Thursday, March 9, 2023

ESG, a poisoned chalice

An update on the ESG fraud, illegality, and under-performance.  From The ‘Giant Grift’ That Swallowed Wall Street—and Maybe Your Savings by Rupa Subramanya.  The subheading is ‘The only healthy endgame for ESG is another acronym: RIP. And it will not be a moment too soon.’

In 2022, eight of the top ten actively managed ESG funds in the United States fared worse than the S&P 500’s 14.8% decline—compounding long-percolating fears that ESG is a ruse.

[snip]

Over the past several months, however, the momentum has picked up.
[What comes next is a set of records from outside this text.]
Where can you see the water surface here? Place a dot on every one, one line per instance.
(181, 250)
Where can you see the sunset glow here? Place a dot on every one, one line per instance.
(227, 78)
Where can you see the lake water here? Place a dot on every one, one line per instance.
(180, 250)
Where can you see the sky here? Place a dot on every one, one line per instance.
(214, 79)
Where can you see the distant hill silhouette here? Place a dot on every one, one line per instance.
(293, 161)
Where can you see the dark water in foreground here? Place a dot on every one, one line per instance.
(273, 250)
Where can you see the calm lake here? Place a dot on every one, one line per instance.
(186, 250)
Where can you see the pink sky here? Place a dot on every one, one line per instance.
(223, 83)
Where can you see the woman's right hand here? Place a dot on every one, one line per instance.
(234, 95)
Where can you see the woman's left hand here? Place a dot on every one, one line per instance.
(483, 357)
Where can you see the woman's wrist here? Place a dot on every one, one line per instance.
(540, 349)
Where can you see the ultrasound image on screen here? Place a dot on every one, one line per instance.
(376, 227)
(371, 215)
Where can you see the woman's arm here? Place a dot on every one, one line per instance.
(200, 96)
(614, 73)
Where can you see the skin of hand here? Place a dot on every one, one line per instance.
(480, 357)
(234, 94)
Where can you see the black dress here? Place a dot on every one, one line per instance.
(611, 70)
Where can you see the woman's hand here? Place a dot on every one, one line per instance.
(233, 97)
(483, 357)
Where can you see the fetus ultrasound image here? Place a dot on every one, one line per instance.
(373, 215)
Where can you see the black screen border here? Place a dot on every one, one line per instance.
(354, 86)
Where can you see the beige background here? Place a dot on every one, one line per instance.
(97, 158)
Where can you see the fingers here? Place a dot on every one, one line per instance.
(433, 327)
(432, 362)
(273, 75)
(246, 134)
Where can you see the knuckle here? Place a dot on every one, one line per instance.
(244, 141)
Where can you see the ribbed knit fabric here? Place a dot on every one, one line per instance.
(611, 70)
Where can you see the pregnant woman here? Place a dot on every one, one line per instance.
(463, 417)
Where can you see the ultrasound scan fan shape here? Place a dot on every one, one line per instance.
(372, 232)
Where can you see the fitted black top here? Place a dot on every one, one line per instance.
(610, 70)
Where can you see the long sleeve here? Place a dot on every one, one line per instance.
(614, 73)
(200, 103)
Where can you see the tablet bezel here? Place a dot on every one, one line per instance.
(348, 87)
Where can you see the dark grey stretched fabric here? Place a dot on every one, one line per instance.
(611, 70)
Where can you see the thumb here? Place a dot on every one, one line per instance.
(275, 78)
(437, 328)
Now a growing cadre of executives, lawyers, and Republican officials has taken to lashing out against what it views as social justice parading as a serious investment strategy. The backlash reflects a growing sense that millions of Americans—those who do not subscribe to the new orthodoxy around DEI, the climate, and “stakeholder capitalism”—feel ignored by, and even at war with, the institutions charged with protecting their interests. 

Former attorney general William Barr, who served under Donald Trump, told me ESG is “a form of extortion” that is forcing “companies to take particular actions whether or not those actions are in the financial interests of shareholders.” 

What is most disturbing about ESG, Barr told me, is the way it’s being implemented. “It’s completely non-transparent,” he explained. “And that, to me—that’s the worst. That is affecting a lot of decisions in corporate America in a non-transparent way, because of the political predilections, or the policy predilections, of a small group of people who are not using their own money, but leveraging off other people’s money.”

[snip]

Aswath Damodaran, a finance professor at NYU’s Stern School of Business, said in an email: “ESG is a scam, an idea that was born in sanctimony, nurtured in hypocrisy and sold with sophistry. The inhabitants of this space are either useful idiots, who think that they are making a difference to society when they are, in fact, just pushing problems behind curtains, or feckless knaves, who use it to make money. The only healthy endgame for ESG is another acronym: RIP. And it will not be a moment too soon.”

The big question looming over ESG is whether it’s legal, given that asset managers like BlackRock have a fiduciary duty to maximize investment return.

[snip]

Nor do those funds generally achieve their goals. On the contrary, a 2021 Columbia University and London School of Economics study showed that 147 American companies that were part of ESG funds had worse compliance records when it came to labor and environmental rules than companies in 2,428 non-ESG portfolios.

We have unsustainable levels of deficits and national debt.  We have uncontrolled inflation.  We have demographic headwinds which potentially undermine various social welfare and savings programs.  We have real challenges around increasing economic productivity.  We have a surfeit of government programs unable to deliver the promised benefits used to justify their budgets.  

The last thing we need is some nonsensical ESG which at best is an excuse for baseless moral preening and at worst will destroy the capital upon which we all depend to fund growth, buffer us from exogenous shocks, and secure us in old age.